Thursday, October 9, 2008

Sinusoidal Variances about the Trend Line

Today is the one-year anniversary of the DJIA closing at its highest point ever, at 14,163. It had gone higher than that—the 52 week high is 14,279.96 in midday trading. As of this writing, it is a full 5000 points off from peak, struggling in the low 9000 range. 8000 territory is just a hiccup away.

There have been wild fluctuations of peaks and troughs on this downward pathway, and there is always plenty of financial analysis why it is up one day and down the next. Try as I might to resist, on occasion I succumb to correlating an up or downshift with a current event.

What matters, though, is the trend line. The market, being an imperfect tool for knowing the trend line precisely, will predictably cycle around it in a sine-wave fashion, with day traders knowing this and going long and short to play off of these inevitable rhythms.

Despite the day-to-day financial craziness lately, the DJIA trend line over the past year has been very stable, falling constantly at a rate of—eyeballing the chart—just under 3000 points per year, with it bucking that trend only in the last few days in a serious downward shift.
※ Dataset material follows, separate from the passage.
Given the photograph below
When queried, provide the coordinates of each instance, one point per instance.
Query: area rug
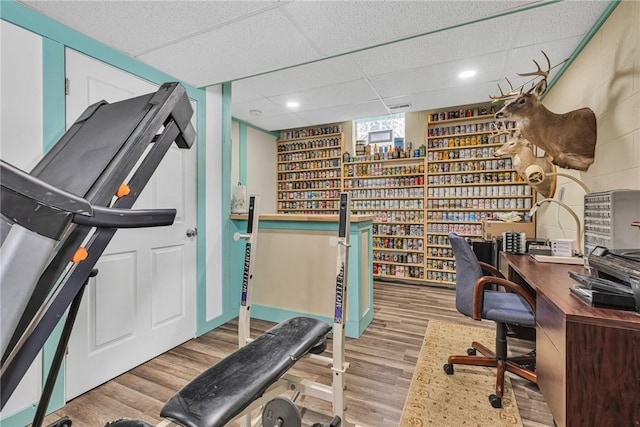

Crashes tend to start slow and accelerate in the middle—and then what happens at the end varies case by case, so it is possible we might be entering the accelerated middle phase.

So, I welcome financial commentators to explain why the trend line is dropping at a rate of almost 3000/year (with peak-to-trough being 2000 points higher than that). If they say it is because of the credit crisis, then I’d ask if there is any reason to believe the current trend will not continue for the next year. If they answer because the financial industry is getting a bailout, then I would say, lets get some popcorn, kick our feet up on the desk, and watch the action as it unfolds.

But I’ll try to avoid getting excited about short-term fluctuations, including this current one. This is a deep spike downward, but I anticipate there will be some recovery before proceeding with its steady downward course.

ADDENDUM: ...and what an anniversary this was, with an already bottomed-out DJIA dropping an additional 7% to 8579, mostly in late-day trading. Not long ago any bottom calls in the 8000s were considered radical, and there is plenty of steam left in this bust.